Created attachment 219721 [details] Kernel configuration Steps to reproduce: * Armada 385 board (88F6820) * Linux 4.4.10 (or later up to Linux 4.7-rc3) * Marvell-cesa enabled on kernel configuration (full conf as attachment) * Device tree: armada-385-db-ap.dts # cryptsetup benchmark --cipher aes-cbc Actual results: Kernel messages during boot: marvell-cesa f1090000.crypto: CESA device successfully registered mv_xor f1060800.xor: Marvell shared XOR driver mv_xor f1060800.xor: Marvell XOR (Registers Mode): ( xor cpy intr ) mv_xor f1060900.xor: Marvell shared XOR driver mv_xor f1060900.xor: Marvell XOR (Registers Mode): ( xor cpy intr ) Cryptsetup benchmark never completes and the device locks up. Expected results: Cryptsetup benchmark completed. Additional information: After some testing and debugging, I can workaround this issue by disabling TDMA: --- a/drivers/crypto/marvell/cesa.c +++ b/drivers/crypto/marvell/cesa.c @@ -239,7 +239,7 @@ static const struct mv_cesa_caps armada_xp_caps = { .ncipher_algs = ARRAY_SIZE(armada_370_cipher_algs), .ahash_algs = armada_370_ahash_algs, .nahash_algs = ARRAY_SIZE(armada_370_ahash_algs), - .has_tdma = true, + .has_tdma = false, }; static const struct of_device_id mv_cesa_of_match_table[] = { After patching I can run the cryptsetup benchmark with following results: # Tests are approximate using memory only (no storage IO). # Algorithm | Key | Encryption | Decryption aes-cbc 256b 51.0 MiB/s 50.5 MiB/s Performance is slightly better than without acceleration which is approx. 25 MiB/s. The device still hangs after a couple of crypto tasks, e.g. when writing a few hundred MiB of data to btrfs which is on top of luks. I'm using Linux-yocto 4.4.10 and tried to update drivers/crypto/marvell and drivers/dma/mv_xor.* to Linux 4.7-rc3-version. I haven't noticed any difference with 4.4.10 -version. I'm primarily using a custom dts, but I tested with an unmodified armada-385-db-ap.dts with the same results.

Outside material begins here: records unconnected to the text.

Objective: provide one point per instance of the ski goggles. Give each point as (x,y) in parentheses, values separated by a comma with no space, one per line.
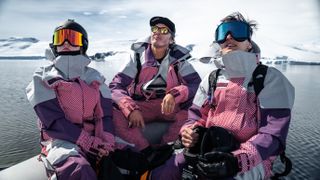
(62,35)
(162,30)
(240,31)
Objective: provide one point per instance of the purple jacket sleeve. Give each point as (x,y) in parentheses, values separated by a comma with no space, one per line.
(273,131)
(120,94)
(54,122)
(106,105)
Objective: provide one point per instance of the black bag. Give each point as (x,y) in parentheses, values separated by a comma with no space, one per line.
(213,139)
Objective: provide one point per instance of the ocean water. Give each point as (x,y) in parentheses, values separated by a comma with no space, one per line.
(19,136)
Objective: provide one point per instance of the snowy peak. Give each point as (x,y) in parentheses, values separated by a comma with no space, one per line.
(17,43)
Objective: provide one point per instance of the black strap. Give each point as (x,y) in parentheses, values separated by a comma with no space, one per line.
(213,78)
(258,77)
(136,79)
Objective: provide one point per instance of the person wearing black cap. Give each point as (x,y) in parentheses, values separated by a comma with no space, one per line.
(74,107)
(157,84)
(250,102)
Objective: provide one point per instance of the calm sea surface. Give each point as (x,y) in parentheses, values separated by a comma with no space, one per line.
(19,134)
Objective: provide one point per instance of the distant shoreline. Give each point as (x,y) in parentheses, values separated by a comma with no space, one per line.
(21,57)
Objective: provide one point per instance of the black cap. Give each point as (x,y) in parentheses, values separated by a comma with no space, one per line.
(163,20)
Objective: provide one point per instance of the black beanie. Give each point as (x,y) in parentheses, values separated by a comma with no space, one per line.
(163,20)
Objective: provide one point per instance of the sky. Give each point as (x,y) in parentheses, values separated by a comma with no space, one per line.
(286,22)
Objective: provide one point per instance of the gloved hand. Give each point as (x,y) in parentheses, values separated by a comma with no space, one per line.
(218,165)
(94,145)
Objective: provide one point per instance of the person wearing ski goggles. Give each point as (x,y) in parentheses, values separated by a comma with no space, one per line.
(251,101)
(74,108)
(234,33)
(69,40)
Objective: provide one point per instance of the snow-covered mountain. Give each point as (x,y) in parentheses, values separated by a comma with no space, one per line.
(15,47)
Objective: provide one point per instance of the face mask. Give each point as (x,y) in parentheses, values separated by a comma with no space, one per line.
(71,66)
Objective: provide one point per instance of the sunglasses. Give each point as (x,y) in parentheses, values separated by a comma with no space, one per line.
(162,30)
(62,35)
(240,31)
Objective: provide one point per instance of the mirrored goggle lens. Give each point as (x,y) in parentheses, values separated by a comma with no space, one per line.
(73,37)
(162,30)
(240,31)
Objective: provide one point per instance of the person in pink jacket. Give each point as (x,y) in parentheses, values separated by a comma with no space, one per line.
(247,130)
(74,107)
(157,84)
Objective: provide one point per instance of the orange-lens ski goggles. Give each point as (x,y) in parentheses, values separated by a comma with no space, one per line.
(62,35)
(162,30)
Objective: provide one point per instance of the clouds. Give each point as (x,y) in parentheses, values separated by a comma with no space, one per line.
(286,21)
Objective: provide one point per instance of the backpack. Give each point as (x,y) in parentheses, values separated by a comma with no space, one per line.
(258,77)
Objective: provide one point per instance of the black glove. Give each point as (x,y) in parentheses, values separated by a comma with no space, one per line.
(218,165)
(159,155)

Some updates: Linux 4.8-rc2 fixes random locks when tdma is disabled. Important commit is "ARM: mvebu: fix HW I/O coherency related deadlocks". Still the device always completely freezes without the patch provided above. The patch is not really workaround because it kills too much performance.
This bug seems to be a memory mapping related problem. I have used mem= kernel-parameter and that triggers the problem. Some mem-values works and others not. Working values are: (with device with 1 GiB of RAM) 256M (and up to 60k below) 512M (and up to 60k below) 768M (and up to 60k below) 1024M (and up to 60k below) All other tried values causes the problem described above.